22. Dua Dua

85.8K 13.1K 869
                                    

Keringat dingin mengucur di pelipis Rival. Malam ini ia sedang duduk di sofa seperti nara pidana. Detik-detik akan ditatar dan diwawancarai oleh Reynald, kenapa bisa ada plester di jidatnya. Papanya itu mengerikan sekali, menatapnya dengan tatapan tajam serta tangannya memegang silet.

"Rival!"

"Dalem, Pa." Rival tersenyum manis mencoba untuk meluluhkan papanya.

"Nggak usah senyum. Senyummu itu nambah pahit kehidupan aja."

Mental Rival breakdance mendengar itu. Ini saja, belum mamanya turun tangan, jika mamanya sampai turun tangan, habislah segala kartu ATM nya dan baju-bajunya, bahkan handphone sekalipun.

"Kenapa bisa ada luka di jidatmu?" interogasi Reynald.

"Anu, Pa. Kejedot pintu."

"Kamu bohong, silet ini siap memotong-motong segala kartu kehidupanmu," ancam Reynald.

Rival cemas sendiri mendengar itu. Sudah muka gembel, tambah gembel dia nanti jika tidak ketolong dengan kartunya.

"Kamu bolos kan tadi?" tanya Reynald sekali lagi. Ia punya koneksi yang bisa mengawasi segala gerak-gerik Rival. Jadi mudah mengetahui apa yang dilakukan anaknya.

Rival mengangguk kaku.

"Kenapa bolos? Udah pinter kamu?"

Rival menggeleng.

"Ngapain kamu tadi?"

"Balap liar." Rival memilih jujur daripada segala keuangannya dicabut karena berbohong.

"Tau gitu Papa jual aja Ducatimu. Terus lukamu itu kenapa?"

"Main kungfu."

"Rival!"

"Gelud, Pa. Kena lemparan batu pas tawuran." Tadi, ia balap menggantikan Guntur, menang tapi pihak lawan tidak terima. Alhasil menyebabkan tawuran.

"Malu-maluin. Tawuran pake batu," sinis Reynald.

Dahi Rival mengernyit. "Emang Papa kalo tawuran dulu pake apa?"

"Papa dulu tawuran pake adu kekayaan. Lempar-lemparan duit segepok biar keliatan berkelas."
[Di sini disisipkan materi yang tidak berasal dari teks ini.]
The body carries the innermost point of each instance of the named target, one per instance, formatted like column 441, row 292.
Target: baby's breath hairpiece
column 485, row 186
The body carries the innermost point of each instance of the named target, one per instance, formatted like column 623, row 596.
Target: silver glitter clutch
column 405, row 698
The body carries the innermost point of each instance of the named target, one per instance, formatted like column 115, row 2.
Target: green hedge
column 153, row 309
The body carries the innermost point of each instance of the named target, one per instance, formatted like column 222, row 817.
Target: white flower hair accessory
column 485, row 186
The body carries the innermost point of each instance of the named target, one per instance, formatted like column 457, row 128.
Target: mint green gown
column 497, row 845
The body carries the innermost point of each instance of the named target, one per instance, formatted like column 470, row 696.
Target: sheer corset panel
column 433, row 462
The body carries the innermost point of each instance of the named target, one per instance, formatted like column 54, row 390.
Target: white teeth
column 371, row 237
Rival menganga lebar. Ayahnya ini anti-mainstream. Ia juga tak tahu kenapa bisa mempunyai ayah yang sombong akan kekayaan. Tapi memang muka Reynald itu muka-muka yang pantas jadi Sultan, tidak seperti dirinya yang melenceng jauh. Bahkan Reynald tinggi badannya pun juga atletis.
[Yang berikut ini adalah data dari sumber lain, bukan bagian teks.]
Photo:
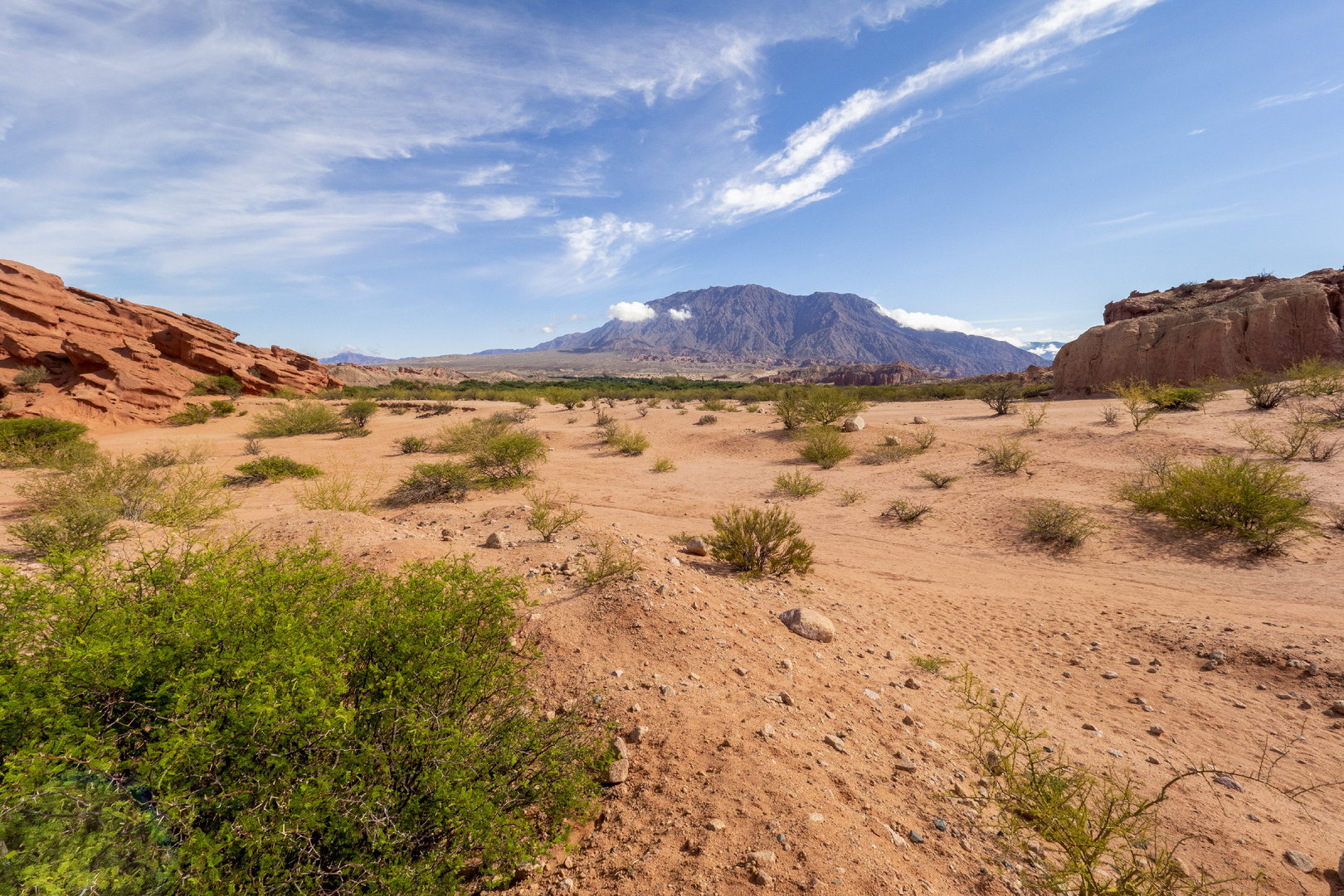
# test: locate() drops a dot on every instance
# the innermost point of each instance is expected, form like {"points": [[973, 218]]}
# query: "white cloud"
{"points": [[631, 312], [808, 160], [1294, 97], [597, 249]]}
"Ah, masa? Papa menang atau kalah?"

"Apa itu kalah? Nggak ada kata kalah di kamus hidup Papa. Bahkan luka pas tawuran pun nggak pernah. Paling-paling cuman pusing, penyakit Papa yang masih awet sampe saat ini," oceh Reynald menyombong.

"Pusing kenapa? Perasaan hidup Papa enak-enak aja. Minusnya cuman punya anak yang bandelnya minta ampun."

"Papa pusing gimana cara ngabisin duit."

Rival menghela napas pasrah. Malas berdebat dengan Papanya ini.

"Hukuman kamu, nggak jadi beli mobil, Ducati juga Papa sita. Kamu pake motor butut lagi," putus Reynald. Setiap berbuat kesalahan, anaknya harus diberi pelajaran agar tidak mengulanginya lagi.

Bahu Rival meluruh kecewa. Aset yang mendukung kemewahannya dicabut. Alamat, ia akan mendapatkan hinaan lagi dari teman-temannya bahkan juga Cahya.

"Yah ... Papa."

"Mau Papa aduin ke mamah Killa?" tawar Reynald terus terkekeh.

"Jangan, Pa." Demi apapun, Rival lebih rela diambil asetnya daripada mendengarkan amukan mamah Killa. Madam satu itu mengerikan jika sudah mengeluarkan tanduknya.